Page 1 of 1

Is Unicode an overkill?

Posted: Fri Mar 11, 2016 11:44 pm
by jerome_rajan
Hi DS Gurus,
I'm reviewing some of the code built by my peers and came across a scenario where we are not (and never will) dealing with UNICODE data. But all the metadata(output definitions) within DataStage have been defined as UNICODE. The jobs are fairly complex with lookups, joins, change captures, etc.

How much of an impact is this going to have in terms of performance or otherwise?

Would also appreciate if someone can point me to an exhaustive DS checklist.
Thank you

Posted: Sat Mar 12, 2016 2:54 pm
by ray.wurlod
The only real impact of using Unicode is that the total number of bytes processed is necessarily larger (typically 2X). Not using Unicode means that you are limited to the ASCII code set.
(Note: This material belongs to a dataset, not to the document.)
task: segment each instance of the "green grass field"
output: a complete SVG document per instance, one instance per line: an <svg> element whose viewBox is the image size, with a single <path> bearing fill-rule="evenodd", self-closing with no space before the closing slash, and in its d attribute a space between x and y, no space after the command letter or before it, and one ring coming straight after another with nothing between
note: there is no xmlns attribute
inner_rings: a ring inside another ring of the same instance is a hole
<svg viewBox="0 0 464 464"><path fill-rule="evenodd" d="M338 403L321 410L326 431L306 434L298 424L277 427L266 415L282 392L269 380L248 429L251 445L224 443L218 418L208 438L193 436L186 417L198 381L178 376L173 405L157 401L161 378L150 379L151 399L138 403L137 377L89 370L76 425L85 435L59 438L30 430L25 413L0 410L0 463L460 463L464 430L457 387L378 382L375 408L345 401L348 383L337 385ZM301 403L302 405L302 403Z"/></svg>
Depending on what external data you are using there may also be a requirement to translate from/to the encoding that the external data use.

As for "an exhaustive DS checklist", that's how several of us make our living (doing DataStage health checks). On that basis you are asking for a gift of our intellectual property. Would you countenance a commercial arrangement?

Posted: Sun Mar 13, 2016 12:58 pm
by rkashyap
We have seen issues due to Unicode, so have adopted a standard practice to use Unicode only when necessary.

Posted: Sun Mar 13, 2016 9:45 pm
by ray.wurlod
I have not seen such issues. However, even not using the Unicode extension for string data types, you still clearly have NLSMODE enabled (so that you can use Unicode as required).